Che razza di mondo di Giorgia Monti, recensione di Federico Cerminara

Che razza di mondo di Giorgia Monti, Cicorivolta ed. 201, recensione di Federico Cerminara.

    

   

Che razza di mondo è il nome della prima silloge di Giorgia Monti, pubblicata nel 2012 da Cicorivolta Edizioni; non solo versi, ma anche una raccolta di immagini, prestate dai pittori Bicio e Fulvio Mordenti perché accompagnino la lettura.

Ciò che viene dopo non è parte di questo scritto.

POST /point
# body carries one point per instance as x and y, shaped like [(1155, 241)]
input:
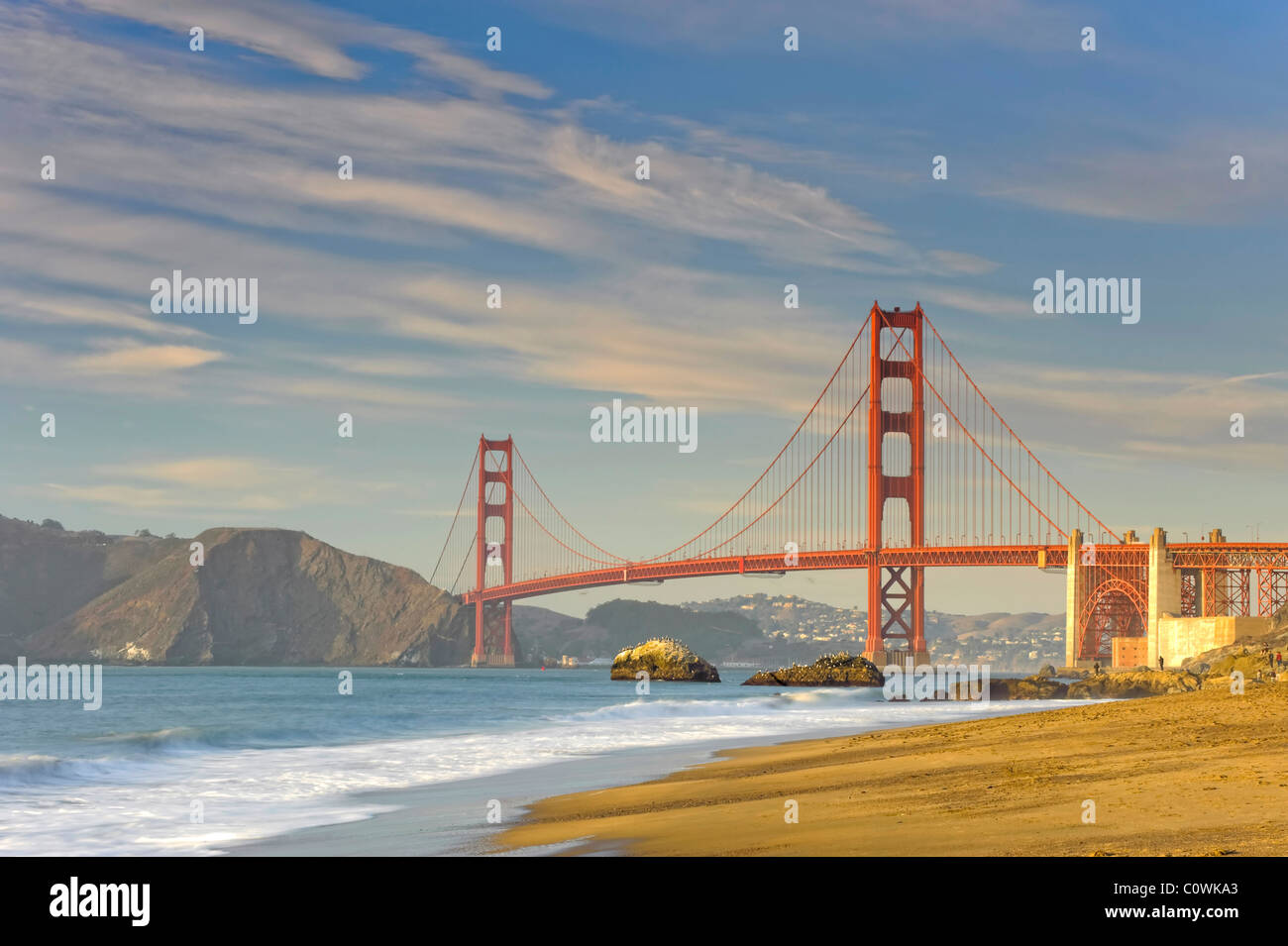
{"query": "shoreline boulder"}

Che razza di mondo è la domanda che rimane in sottofondo come un brusio neanche troppo silenzioso, per prendere forma talvolta come desiderio di attenzioni (mi si spezzano le unghie, così, senza un motivo \ capisci?), talvolta come ricerca di un faro che funga da antidoto al sentimento del vuoto (quando non si ha più voglia di essere soli, sappiamo di esserlo). Sembra però destinato a perdersi nel nulla questo appello, perché chi dovrebbe accoglierlo non è in ascolto o non è pronto, è troppo lontano o è troppo diverso (io cerco l’armonia \ tu trovi il dispetto), non ha la tempra, né la forza (incerto ingenuo inadatto inconsapevole) per venire in aiuto; e allora quando più non si spera che un’altra mano possa diventare complice, isola in cui cercare riparo (Tu vuoi passare una mano \ sulla mia cellulite \ e renderla ardente \ come il diamante. \ Ma è un regalo idiota \ il petalo, la cellulite e anche il diamante \ come pure la tua mano stanca), le parole che raccontano questo mondo sciagurato si accontentano di diventare monito, avvertimento all’ascoltatore dichiarato inerme, incapace (Copriti le orecchie \ turati il naso \ ma aguzzala la vista \ e stai attento \ a dove metti quel piede).

Che razza di mondo è il mondo di cui si è persa la fiducia lungo la strada; a tratti assume i connotati di una punizione, altrove suona come una tragedia annunciata da cui a poco è servito il tentativo di fuga. (Non capiterà a me di perdere \ il gusto per questa avventura \ mi dicevo non più bambina. \ Non capiterà a me di lasciarmi \ vincere dalla bruttura. \ Eppure.) Ed è proprio scavando a ritroso, in quell’essere bambina, nel ricordo di un tempo passato, che si trova un cantuccio, un piccolo spiraglio di serenità, nel gioco serale di spiare i disegni illuminati delle finestre sui muri (Mi sembra di essere \ ancora piccina \ davanti a una schermata \ di cartoni animati. \ Senza pensieri \ senza ricordi \ tutto dentro \ a una scatola di colori.)

Si prova un certo sollievo nel leggere questa poesia intitolata Giochi, perché è qui, tra queste parole, che il lettore incontra un’oasi in cui prendere pace e respirare. (Come quando ero piccina \ guardo le forme le ombre i colori \ e non ho pensieri. \ Resto calda \ con una sensazione di buono \ ignorando \ che cosa succede.)